А если конкретней: я возвращалась от мамы по улице Бузешти, стоял день грязной зимы, какая может быть только в окрестностях Северного вокзала, я спешила домой, когда меня окликнули с той стороны трамвайной линии. Это была чиновница из иностранного отдела Союза писателей, она пропустила машину и, перейдя ко мне, сказала, что меня уведомили письмом о получении премии Гердера. Я так удивилась, что не спросила, откуда она знает содержание письма, если оно адресовано мне. Она попросила зайти взять письмо и предупредила, что надо написать свое согласие и благодарности. Я была настолько ошарашена, что единственное, что мне пришло в голову, — это спросить, как я могла получить премию, если книга не вышла, как будто только за нее меня и могли премировать. Впрочем, все казалось мне неуместным и странным, премия Гердера, хотя ее получил и Никита Стэнеску, была, по мне, премией для стариков, премией для Аргези, для Филиппиде. Так или иначе, удивление намного превосходило радость, а радость не могла по интенсивности сравниться с чувством катастрофы от блокировки книги.

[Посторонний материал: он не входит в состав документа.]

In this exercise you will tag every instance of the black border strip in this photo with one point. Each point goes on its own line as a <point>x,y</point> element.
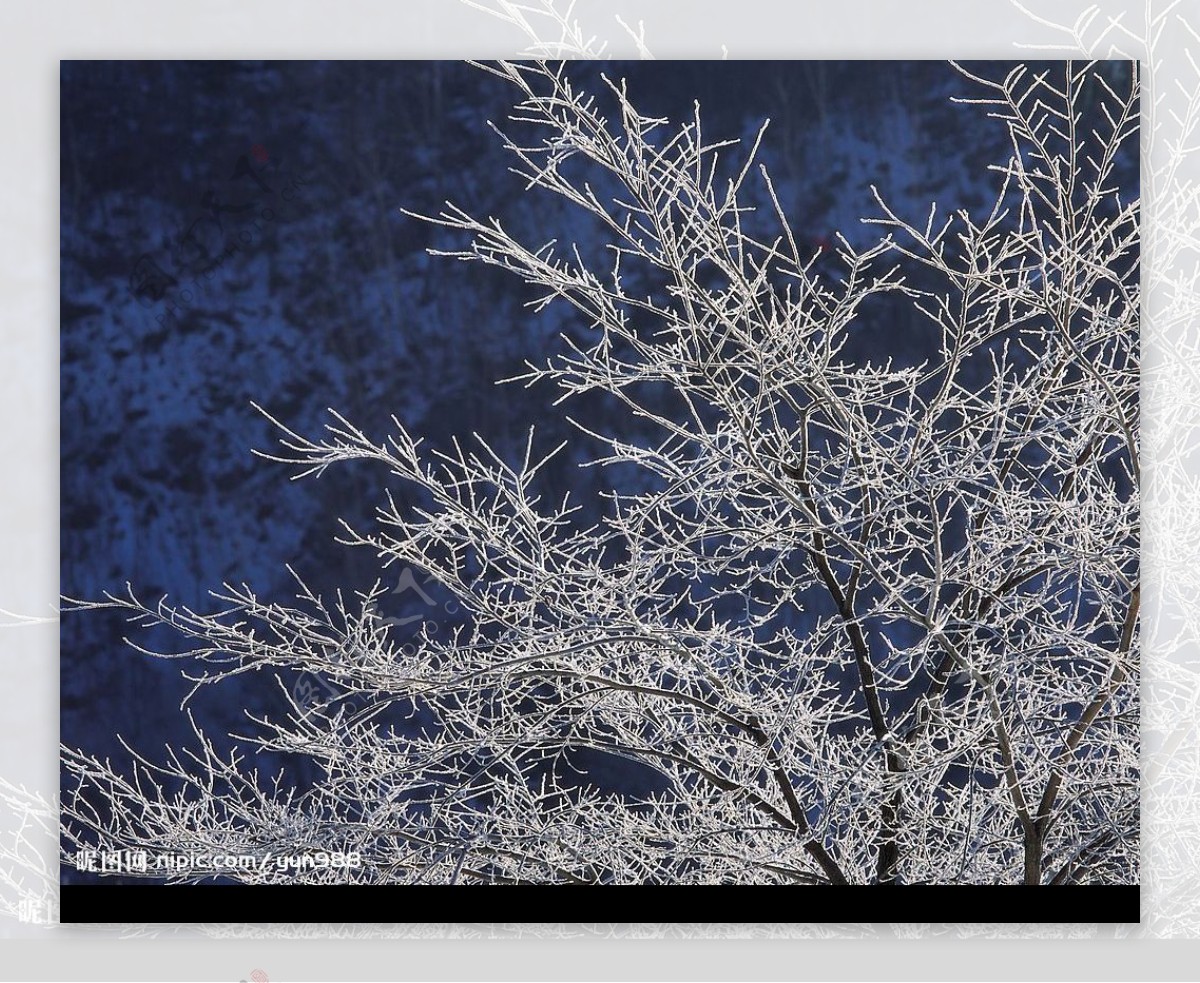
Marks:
<point>415,905</point>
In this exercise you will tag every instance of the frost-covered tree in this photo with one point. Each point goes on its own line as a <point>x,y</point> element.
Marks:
<point>862,622</point>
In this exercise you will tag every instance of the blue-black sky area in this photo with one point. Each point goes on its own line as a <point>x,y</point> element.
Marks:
<point>233,232</point>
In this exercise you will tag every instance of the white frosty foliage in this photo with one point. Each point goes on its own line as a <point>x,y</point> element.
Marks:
<point>959,539</point>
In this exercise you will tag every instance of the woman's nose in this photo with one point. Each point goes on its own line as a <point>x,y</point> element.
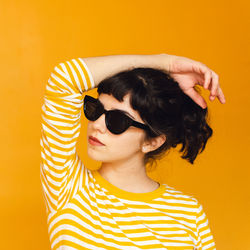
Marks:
<point>100,124</point>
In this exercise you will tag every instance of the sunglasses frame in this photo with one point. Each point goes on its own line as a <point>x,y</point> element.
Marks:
<point>132,122</point>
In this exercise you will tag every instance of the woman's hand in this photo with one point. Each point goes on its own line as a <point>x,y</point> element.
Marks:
<point>188,73</point>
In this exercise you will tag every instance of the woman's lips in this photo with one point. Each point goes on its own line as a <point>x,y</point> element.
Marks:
<point>95,141</point>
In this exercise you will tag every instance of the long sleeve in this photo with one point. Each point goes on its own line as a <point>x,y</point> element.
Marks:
<point>205,238</point>
<point>61,112</point>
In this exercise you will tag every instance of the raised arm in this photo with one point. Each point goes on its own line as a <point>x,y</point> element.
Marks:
<point>61,112</point>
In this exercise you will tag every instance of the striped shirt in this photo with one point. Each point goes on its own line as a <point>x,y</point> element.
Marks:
<point>84,210</point>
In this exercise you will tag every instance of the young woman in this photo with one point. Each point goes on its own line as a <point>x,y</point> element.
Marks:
<point>146,105</point>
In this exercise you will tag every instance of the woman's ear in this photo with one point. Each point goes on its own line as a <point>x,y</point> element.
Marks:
<point>153,143</point>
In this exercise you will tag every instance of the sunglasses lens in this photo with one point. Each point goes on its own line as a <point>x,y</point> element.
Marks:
<point>116,122</point>
<point>92,110</point>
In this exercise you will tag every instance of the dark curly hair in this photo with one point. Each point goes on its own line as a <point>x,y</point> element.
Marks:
<point>164,107</point>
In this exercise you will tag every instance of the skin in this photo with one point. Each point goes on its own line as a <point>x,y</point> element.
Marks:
<point>122,155</point>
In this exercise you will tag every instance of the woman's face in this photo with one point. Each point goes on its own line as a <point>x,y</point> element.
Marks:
<point>119,147</point>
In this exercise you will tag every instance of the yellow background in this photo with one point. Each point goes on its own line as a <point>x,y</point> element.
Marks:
<point>37,35</point>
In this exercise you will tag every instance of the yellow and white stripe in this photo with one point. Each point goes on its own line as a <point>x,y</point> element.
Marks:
<point>84,210</point>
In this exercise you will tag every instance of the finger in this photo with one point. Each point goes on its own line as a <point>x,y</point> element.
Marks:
<point>196,97</point>
<point>208,78</point>
<point>221,96</point>
<point>215,84</point>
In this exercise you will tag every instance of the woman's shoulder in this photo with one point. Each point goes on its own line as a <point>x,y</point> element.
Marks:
<point>173,194</point>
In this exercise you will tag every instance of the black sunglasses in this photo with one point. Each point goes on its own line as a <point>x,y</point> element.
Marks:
<point>116,120</point>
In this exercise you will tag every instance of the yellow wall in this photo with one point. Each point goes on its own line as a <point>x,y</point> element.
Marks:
<point>36,35</point>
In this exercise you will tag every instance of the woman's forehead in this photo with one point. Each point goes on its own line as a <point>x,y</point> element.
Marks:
<point>110,102</point>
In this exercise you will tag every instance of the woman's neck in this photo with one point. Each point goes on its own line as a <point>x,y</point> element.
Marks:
<point>129,177</point>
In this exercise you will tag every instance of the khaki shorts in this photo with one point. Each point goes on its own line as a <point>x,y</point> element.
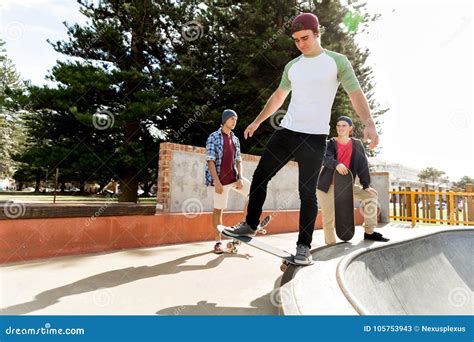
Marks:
<point>220,200</point>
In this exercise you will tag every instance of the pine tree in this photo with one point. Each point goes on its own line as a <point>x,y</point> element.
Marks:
<point>11,130</point>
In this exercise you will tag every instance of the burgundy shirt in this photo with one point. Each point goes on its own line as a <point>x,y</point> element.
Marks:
<point>344,154</point>
<point>227,174</point>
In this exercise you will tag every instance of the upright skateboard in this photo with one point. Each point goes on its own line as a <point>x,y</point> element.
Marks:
<point>344,205</point>
<point>286,257</point>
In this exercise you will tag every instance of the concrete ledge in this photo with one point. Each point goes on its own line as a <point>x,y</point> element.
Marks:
<point>27,239</point>
<point>20,210</point>
<point>321,289</point>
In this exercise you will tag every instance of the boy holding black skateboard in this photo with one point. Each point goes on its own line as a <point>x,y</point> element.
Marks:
<point>344,154</point>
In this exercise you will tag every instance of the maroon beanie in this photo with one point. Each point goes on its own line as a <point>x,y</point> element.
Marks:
<point>305,21</point>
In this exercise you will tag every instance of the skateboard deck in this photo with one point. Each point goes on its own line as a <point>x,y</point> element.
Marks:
<point>344,205</point>
<point>285,256</point>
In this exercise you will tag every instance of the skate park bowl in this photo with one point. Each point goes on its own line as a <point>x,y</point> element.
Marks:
<point>428,274</point>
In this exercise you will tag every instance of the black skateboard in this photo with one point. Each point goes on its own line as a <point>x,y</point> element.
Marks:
<point>344,205</point>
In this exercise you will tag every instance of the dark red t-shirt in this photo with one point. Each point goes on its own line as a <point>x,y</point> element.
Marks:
<point>344,154</point>
<point>227,174</point>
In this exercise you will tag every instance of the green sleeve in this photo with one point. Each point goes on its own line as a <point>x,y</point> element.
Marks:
<point>345,72</point>
<point>285,82</point>
<point>346,75</point>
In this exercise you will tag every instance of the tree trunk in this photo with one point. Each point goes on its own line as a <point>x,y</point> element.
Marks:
<point>128,187</point>
<point>37,181</point>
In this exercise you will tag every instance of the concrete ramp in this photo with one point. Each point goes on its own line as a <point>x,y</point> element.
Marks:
<point>429,275</point>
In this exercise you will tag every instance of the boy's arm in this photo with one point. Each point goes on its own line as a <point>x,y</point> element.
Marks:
<point>363,173</point>
<point>212,168</point>
<point>361,107</point>
<point>330,160</point>
<point>273,104</point>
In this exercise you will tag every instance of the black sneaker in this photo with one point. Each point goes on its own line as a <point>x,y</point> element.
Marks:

Следующие полгода прошли скорее под знаком этого поражения, чем под знаком успеха, тем более что успех становился все нереальнее, расплывчатее, даже сомнительнее. Я, правда, переписывалась с ректоратом Венского университета, и даже появилось несколько кратких объявлений и заметок, но чем ближе становился месяц май, тем больше таяла вероятность, что я получу выездную визу из страны. В какой-то момент я была настолько не уверена, что попаду в Вену, что отклонила предложение говорить на церемонии от имени лауреатов в качестве самого молодого лауреата из истории премии. Лет через двадцать пять я случайно узнала, что сохранила еще этот странный статус, так что мое впечатление о том, что это была премия для завершенных судеб, куда я странным образом угодила, оказалось не таким уж абсурдным.

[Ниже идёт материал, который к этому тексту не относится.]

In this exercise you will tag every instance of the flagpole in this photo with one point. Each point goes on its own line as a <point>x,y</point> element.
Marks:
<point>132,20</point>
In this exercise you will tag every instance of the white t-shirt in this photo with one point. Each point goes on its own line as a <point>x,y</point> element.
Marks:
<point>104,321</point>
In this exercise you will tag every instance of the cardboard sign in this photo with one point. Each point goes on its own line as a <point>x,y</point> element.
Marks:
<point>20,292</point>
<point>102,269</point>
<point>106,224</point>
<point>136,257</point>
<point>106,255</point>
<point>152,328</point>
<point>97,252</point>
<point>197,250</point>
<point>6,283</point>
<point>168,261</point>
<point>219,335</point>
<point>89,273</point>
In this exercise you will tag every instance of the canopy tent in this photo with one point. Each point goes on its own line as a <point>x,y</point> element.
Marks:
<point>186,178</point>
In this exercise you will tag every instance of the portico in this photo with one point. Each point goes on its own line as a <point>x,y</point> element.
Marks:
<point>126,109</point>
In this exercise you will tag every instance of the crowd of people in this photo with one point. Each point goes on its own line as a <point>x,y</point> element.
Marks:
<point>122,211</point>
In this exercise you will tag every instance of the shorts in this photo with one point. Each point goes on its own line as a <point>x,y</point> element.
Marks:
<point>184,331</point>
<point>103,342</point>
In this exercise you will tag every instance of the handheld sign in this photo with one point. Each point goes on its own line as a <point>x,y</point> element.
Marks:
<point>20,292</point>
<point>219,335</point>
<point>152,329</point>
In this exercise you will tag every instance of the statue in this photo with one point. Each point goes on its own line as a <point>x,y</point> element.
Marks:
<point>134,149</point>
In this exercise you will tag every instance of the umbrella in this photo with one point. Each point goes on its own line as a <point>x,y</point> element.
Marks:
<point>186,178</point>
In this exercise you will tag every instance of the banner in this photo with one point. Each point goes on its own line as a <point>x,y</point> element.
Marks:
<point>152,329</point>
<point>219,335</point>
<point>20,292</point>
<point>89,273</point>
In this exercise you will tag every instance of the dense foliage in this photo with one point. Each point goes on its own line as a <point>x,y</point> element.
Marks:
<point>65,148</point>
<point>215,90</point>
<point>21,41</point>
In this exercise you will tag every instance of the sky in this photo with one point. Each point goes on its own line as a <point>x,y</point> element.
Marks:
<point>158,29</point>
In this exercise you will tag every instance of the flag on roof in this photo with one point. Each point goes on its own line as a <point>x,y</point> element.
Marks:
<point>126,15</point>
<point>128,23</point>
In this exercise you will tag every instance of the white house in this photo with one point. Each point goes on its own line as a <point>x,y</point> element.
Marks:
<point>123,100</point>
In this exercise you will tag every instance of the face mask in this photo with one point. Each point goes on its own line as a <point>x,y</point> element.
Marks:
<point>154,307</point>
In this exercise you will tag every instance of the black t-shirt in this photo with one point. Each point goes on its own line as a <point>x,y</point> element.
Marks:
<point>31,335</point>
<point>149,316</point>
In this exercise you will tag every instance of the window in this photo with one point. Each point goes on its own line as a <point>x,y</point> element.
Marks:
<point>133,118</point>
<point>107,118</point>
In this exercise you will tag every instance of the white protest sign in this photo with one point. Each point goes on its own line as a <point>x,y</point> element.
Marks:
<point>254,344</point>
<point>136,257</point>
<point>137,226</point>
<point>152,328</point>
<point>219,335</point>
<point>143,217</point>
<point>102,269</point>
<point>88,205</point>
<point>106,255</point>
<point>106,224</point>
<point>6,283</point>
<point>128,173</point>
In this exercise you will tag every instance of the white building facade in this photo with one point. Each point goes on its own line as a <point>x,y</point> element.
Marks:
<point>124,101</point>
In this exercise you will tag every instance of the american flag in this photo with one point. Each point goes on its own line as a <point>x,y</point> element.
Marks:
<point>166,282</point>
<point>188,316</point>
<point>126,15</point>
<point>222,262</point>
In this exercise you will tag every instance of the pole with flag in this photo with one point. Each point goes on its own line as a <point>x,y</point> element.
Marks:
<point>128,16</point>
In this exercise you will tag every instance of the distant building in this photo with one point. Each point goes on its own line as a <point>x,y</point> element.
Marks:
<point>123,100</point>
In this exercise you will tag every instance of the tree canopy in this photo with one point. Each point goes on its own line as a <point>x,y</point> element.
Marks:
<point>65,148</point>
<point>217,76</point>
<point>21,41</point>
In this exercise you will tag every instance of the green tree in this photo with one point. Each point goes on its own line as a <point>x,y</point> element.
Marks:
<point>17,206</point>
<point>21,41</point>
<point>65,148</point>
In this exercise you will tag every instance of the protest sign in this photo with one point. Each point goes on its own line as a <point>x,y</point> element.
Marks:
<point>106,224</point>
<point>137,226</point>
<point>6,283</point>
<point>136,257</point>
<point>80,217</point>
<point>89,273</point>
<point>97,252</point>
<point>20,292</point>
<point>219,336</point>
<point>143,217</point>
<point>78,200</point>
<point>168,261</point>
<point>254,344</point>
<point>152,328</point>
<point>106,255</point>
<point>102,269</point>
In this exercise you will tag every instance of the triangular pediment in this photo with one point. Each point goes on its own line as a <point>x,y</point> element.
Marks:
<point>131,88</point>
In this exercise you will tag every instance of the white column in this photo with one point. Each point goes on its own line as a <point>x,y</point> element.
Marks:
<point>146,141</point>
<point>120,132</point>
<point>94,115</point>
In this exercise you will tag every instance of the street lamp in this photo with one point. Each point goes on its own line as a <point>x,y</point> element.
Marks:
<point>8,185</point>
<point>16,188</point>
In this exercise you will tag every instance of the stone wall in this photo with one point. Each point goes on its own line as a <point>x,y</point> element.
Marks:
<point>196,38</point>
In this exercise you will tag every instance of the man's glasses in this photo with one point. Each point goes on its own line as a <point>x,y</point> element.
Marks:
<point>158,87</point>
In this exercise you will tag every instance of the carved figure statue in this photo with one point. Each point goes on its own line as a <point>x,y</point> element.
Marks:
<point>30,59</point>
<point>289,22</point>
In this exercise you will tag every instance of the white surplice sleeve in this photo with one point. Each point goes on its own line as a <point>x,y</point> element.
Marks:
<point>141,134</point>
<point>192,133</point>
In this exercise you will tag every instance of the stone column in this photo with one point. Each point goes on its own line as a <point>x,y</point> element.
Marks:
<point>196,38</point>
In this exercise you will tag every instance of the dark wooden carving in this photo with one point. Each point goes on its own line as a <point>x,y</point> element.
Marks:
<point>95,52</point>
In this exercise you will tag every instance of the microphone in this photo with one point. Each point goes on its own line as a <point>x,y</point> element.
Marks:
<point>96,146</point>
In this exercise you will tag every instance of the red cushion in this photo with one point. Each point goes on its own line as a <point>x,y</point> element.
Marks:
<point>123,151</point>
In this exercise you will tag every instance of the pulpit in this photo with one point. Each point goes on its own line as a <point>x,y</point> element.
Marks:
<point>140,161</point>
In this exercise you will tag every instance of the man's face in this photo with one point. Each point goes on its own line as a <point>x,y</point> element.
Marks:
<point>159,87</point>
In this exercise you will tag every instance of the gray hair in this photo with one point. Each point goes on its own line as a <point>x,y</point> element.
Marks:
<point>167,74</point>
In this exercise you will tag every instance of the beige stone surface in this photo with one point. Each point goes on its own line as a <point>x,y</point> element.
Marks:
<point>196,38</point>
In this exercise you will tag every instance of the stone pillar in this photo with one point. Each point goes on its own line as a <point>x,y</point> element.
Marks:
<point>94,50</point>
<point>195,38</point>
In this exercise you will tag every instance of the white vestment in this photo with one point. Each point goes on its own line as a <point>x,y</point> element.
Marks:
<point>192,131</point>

Впрочем, когда я в последнюю минуту все же попала в Вену (а эпизод отъезда в Вену относится к другой истории, которую мне еще надо будет написать), меня все время путали со стипендиатами, которых лауреаты должны были представлять, и мне приходилось объяснять, наполовину польщенной, наполовину смущенной, что вообще-то я сама — лауреат премии. Потом, когда все кончилось и мы вернулись в отель, я нашла письмо, которым меня известили, что возобновлена печать «Проектов на прошлое» и до моего возвращения домой книга будет уже в магазинах. Как бы это ни показалось странным, если надо было бы выбрать момент, который в хронологии моей памяти называется «Премия Гердера», это был бы не момент, когда я узнала новость о ее присуждении мне, и не барочный и торжественный момент церемонии, а именно весть о разблокировке книги, давшая мне наконец право порадоваться успеху. Конец третьего акта.

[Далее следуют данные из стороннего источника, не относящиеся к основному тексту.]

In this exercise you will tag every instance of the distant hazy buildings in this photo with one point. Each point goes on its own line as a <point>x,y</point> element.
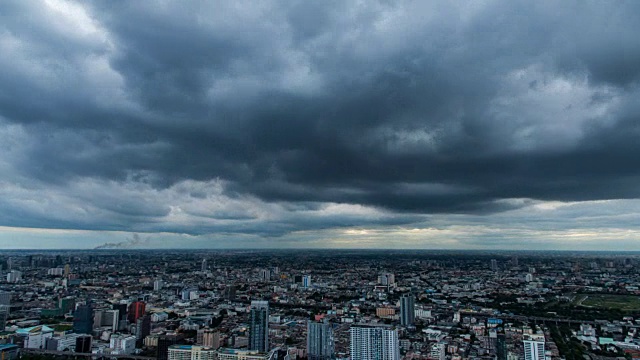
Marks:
<point>374,343</point>
<point>259,326</point>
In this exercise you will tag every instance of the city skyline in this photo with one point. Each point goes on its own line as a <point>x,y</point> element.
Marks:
<point>404,125</point>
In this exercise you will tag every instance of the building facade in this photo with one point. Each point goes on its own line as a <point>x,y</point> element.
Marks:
<point>374,343</point>
<point>259,326</point>
<point>320,342</point>
<point>407,310</point>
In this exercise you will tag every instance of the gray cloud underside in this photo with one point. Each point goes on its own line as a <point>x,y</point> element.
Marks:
<point>262,118</point>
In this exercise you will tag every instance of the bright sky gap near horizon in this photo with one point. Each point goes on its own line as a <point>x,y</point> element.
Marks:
<point>492,124</point>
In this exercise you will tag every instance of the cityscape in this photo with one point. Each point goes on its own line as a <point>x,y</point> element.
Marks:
<point>319,305</point>
<point>319,180</point>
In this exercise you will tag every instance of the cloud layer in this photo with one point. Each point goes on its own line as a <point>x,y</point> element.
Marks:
<point>284,119</point>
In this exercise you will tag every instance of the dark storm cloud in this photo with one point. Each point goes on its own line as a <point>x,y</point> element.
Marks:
<point>408,107</point>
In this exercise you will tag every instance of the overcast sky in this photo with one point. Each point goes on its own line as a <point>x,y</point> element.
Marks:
<point>352,124</point>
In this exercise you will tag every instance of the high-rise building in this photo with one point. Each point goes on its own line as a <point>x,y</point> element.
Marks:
<point>386,279</point>
<point>208,338</point>
<point>83,344</point>
<point>164,342</point>
<point>158,285</point>
<point>320,343</point>
<point>265,275</point>
<point>230,292</point>
<point>494,265</point>
<point>188,352</point>
<point>83,319</point>
<point>111,318</point>
<point>122,344</point>
<point>143,328</point>
<point>501,347</point>
<point>35,337</point>
<point>407,310</point>
<point>259,326</point>
<point>14,276</point>
<point>4,315</point>
<point>306,281</point>
<point>122,311</point>
<point>374,343</point>
<point>238,354</point>
<point>533,346</point>
<point>5,298</point>
<point>67,304</point>
<point>136,311</point>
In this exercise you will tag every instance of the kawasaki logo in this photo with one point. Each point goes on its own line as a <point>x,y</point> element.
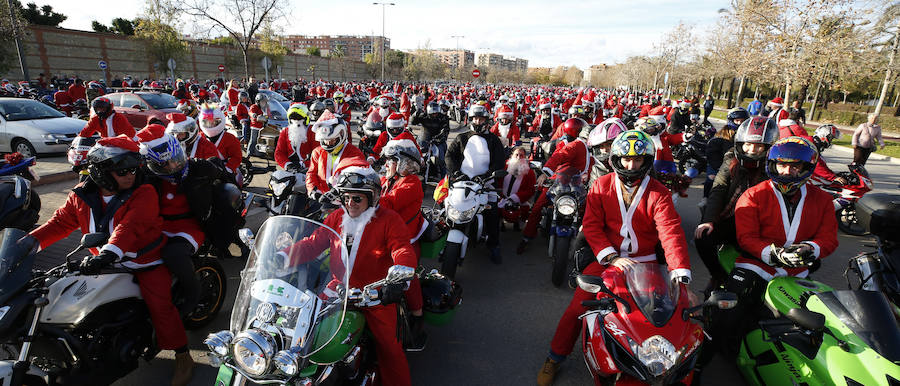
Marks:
<point>791,298</point>
<point>275,290</point>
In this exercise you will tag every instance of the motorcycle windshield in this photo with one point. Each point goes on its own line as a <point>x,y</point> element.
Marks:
<point>17,251</point>
<point>868,314</point>
<point>294,284</point>
<point>653,293</point>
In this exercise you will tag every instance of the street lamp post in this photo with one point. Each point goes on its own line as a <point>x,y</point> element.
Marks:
<point>383,6</point>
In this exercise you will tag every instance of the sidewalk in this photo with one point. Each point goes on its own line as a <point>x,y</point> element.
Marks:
<point>53,169</point>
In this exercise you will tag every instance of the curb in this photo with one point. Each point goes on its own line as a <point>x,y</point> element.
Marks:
<point>55,177</point>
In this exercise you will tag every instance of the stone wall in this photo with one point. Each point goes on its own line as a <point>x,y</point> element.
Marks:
<point>67,53</point>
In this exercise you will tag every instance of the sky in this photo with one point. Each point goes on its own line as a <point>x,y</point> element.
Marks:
<point>547,33</point>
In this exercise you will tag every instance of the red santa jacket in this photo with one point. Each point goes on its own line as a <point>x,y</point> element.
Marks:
<point>136,226</point>
<point>385,137</point>
<point>202,149</point>
<point>177,218</point>
<point>114,125</point>
<point>322,165</point>
<point>285,151</point>
<point>378,246</point>
<point>574,154</point>
<point>229,148</point>
<point>663,143</point>
<point>512,134</point>
<point>761,218</point>
<point>518,189</point>
<point>404,195</point>
<point>634,232</point>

Эпилог. Нет, эпилог — не то. Потому что больше ничего не случилось, кроме того, что эта книга стала наиболее переводимой из моей прозы. И все же я хочу кое-что добавить. Я сказала вначале, что история отношений с цензурой этой книги есть в своем роде история цензуры вообще. Не говоря уже о том, что извивы произошедшего представляют собой нечто вроде диаграммы функционирования самого тонкого и специфического из механизмов подавления — закручивания и раскручивания гаек, этот событийный ряд охватывает почти весь инвентарь методов, используемых против свободы выражения, но также и методов, с помощью которых, в определенных условиях, им можно было противостоять. Начну с последних. Первая часть, получение командой «Картя Ромыняскэ» визы на публикацию книги — волнующий момент, означающий, что, когда люди в состоянии сотрудничать, солидаризоваться, вступать в заговор против лжи, рисковать, быть самими собой, это может застопорить механизмы зла. Нужна была, несомненно, и толика удачи, но прежде всего нужны были чуткость и способность понять, что риск — одна из координат определения интеллектуала. Эта солидарность в принятии на себя риска, которую дали мне почувствовать коллеги из «Картя Ромыняскэ», эквивалентна по простоте и эффективности действию, которое может иметь знак креста против дьявола. Естественный вопрос, который тут рождается: почему, если такая реакция столь проста и эффективна, она удовлетворилась тем, чтобы быть исключением, и не стала правилом?